Most information about Joran is given in the "Equilibrium" season 3 DS9 episode. There, Jadzia Dax plays a melody Joran has composed and then begins experiencing hidden memories of him as hallucinations and aggressive outbursts. In the visions, a strange music is heard from nowhere, Joran is shown as a serial killer, wearing a mask, eager to kill anyone who his twisted imagination portrays as inappropriate. The visions endanger Jadzia and the symbiont's life so she, Sisko and Bashir travel to the Trill homeworld for treatment. There, Sisko and Bashir find out who Joran was and that all the information on his joining was erased. Jadzia remembers Joran murdering the doctor who recommended to expel him from the symbiosis program. Considering this, Sisko and Bashir deduce that Joran's joining was considered a failure and covered up to hide the fact that an obviously "unsuitable" subject was nevertheless capable of joining (the official party line and the whole idea behind the Commission's existence was that only the few "best of the best" were capable). Jadzia's doctor denies all this and is going to let Jadzia die. Only when Sisko threatens to reveal the truth to the public does she confess. She reveals that in fact about half of the Trill population is capable of joining and the Commission hides this fact fearing that symbionts would be in danger: "It would mean chaos. There aren't nearly enough symbionts for that many hosts. The potential danger to the symbionts would be enormous—they would become commodities to be purchased... prizes to be fought over." She then unseals Dax's memories of Joran to save Jadzia's life.

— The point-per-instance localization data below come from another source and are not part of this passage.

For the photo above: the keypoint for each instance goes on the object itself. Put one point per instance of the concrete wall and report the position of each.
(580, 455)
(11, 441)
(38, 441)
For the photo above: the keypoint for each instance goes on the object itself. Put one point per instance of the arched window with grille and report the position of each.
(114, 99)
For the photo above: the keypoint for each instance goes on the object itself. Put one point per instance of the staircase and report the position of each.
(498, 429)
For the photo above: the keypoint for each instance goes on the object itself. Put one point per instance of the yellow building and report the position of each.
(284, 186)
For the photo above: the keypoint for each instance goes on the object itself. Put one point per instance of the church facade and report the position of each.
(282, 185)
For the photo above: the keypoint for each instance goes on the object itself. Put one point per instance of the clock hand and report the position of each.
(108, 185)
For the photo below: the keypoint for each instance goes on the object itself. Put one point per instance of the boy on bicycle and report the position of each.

In the "Field of Fire" season 7 episode, Ezri Dax calls upon her memories of Joran in order to catch a murderer who has killed several people on the Deep Space Nine. Joran strives to entice her to kill someone to "know how it feels" which she is able to resist.

Joran is portrayed by Jeff McBride in the "Equilibrium" episode and Leigh McCloskey in the "Field of Fire" episode. In the "Facets" episode, he possesses Benjamin Sisko (Avery Brooks). Due to the danger of allowing Joran to act freely, Sisko is placed in a holding cell with a force field before Joran is allowed to take over. He has a short and terse conversation with Jadzia, then begins slamming Sisko's head repeatedly into the force field, injuring him. He then tricks Jadzia into turning off the force field and catches her by the throat to "show her how to use his power". Jadzia knocks him down, and Sisko finally reasserts himself.

Curzon Dax
Curzon Dax (played briefly by Frank Owen Smith in the Star Trek: Deep Space Nine episode "Emissary") is a negotiator in the Khitomer Accords whose activities result in the Klingon Empire entering an alliance with the United Federation of Planets. After this, Curzon becomes revered and admired among the Klingon people.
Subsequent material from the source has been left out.